Donald Trump’s clearest legal strategy: Delay

While Donald Trump worked to make the most politically out of the start of a civil fraud trial against him and his namesake company in New York, the former president is using a well-honed tactic in the two federal cases he faces: delay, delay, delay.

On Wednesday, Trump asked again to delay his classified documents trial in Florida, citing issues over accessing evidence in the case. In the election subversion case in Washington, DC, Trump has tried to push back filing and other deadlines and also filed a motion to dismiss the entire case, arguing his actions were protected under presidential immunity.

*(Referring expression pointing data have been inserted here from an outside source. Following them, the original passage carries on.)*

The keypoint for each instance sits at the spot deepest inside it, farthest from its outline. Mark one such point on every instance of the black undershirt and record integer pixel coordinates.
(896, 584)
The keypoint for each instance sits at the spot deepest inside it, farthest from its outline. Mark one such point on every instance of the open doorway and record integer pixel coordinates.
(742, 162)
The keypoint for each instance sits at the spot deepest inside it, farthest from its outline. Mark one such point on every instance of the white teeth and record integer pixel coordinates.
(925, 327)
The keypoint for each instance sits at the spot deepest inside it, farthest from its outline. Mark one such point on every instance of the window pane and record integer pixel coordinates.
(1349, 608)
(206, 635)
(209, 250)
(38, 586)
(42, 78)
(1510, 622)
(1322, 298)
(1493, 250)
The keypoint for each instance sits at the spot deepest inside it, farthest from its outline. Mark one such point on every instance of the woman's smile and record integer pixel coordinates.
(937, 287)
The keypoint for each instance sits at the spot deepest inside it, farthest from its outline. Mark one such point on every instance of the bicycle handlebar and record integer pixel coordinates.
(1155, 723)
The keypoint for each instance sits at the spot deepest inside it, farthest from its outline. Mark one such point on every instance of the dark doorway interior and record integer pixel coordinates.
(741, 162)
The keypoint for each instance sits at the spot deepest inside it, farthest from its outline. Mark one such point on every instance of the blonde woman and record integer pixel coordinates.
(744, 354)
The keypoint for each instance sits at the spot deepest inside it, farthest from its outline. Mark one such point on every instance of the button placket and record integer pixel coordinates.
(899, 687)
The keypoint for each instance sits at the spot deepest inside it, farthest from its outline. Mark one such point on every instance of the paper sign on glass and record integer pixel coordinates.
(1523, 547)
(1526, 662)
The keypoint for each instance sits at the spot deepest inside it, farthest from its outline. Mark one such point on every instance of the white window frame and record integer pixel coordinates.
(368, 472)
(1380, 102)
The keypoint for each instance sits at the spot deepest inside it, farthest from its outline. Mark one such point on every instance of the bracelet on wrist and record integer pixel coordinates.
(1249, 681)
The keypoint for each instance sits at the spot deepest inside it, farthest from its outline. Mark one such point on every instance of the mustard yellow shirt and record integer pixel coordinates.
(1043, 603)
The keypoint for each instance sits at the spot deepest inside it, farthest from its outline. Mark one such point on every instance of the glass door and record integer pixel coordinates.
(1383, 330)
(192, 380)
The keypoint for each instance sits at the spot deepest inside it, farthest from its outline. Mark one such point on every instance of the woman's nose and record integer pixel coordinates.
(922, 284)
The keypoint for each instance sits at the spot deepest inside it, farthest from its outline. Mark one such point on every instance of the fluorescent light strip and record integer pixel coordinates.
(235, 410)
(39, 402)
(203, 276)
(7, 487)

Special counsel Jack Smith’s office has argued that even when Trump isn’t outright asking to push back a trial date, the delays he is seeking – related to how classified material is handled in both cases as well as to certain filing deadlines – would have that same effect.

Trump is trying to “intentionally derail” proceedings, and requests for delays on pre-trial issues amount to “unwarranted extensions,” prosecutors said in court filings.

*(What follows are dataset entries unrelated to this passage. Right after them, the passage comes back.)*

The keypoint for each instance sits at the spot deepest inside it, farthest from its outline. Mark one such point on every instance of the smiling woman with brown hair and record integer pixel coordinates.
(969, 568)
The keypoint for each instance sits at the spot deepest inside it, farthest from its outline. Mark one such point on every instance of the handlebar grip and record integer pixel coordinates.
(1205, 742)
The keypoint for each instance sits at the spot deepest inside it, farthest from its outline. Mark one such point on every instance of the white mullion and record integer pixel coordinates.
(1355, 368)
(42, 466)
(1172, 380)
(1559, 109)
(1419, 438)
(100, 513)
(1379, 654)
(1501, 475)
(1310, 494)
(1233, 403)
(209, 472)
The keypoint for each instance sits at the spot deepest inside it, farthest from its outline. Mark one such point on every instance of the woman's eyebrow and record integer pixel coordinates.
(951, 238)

While Trump has frequently sought to drag out civil cases against him over the years, delaying criminal proceedings could have different benefits. If he wins a second presidential term, he could seek to pardon himself if he’s convicted. And if he doesn’t win the White House again, he could argue in any appeal that he was railroaded and pushed to trial too quickly by his political enemies.

“It’s been obvious that part of the goal of former President Trump and his lawyers is to push all of this past the election and throw a Hail Mary pass and hope that A) He wins and then B) He can make whatever happens here go away,” said Ken Gormley, a constitutional scholar, professor of law and president of Duquesne University.

It would be unprecedented for a president to pardon himself.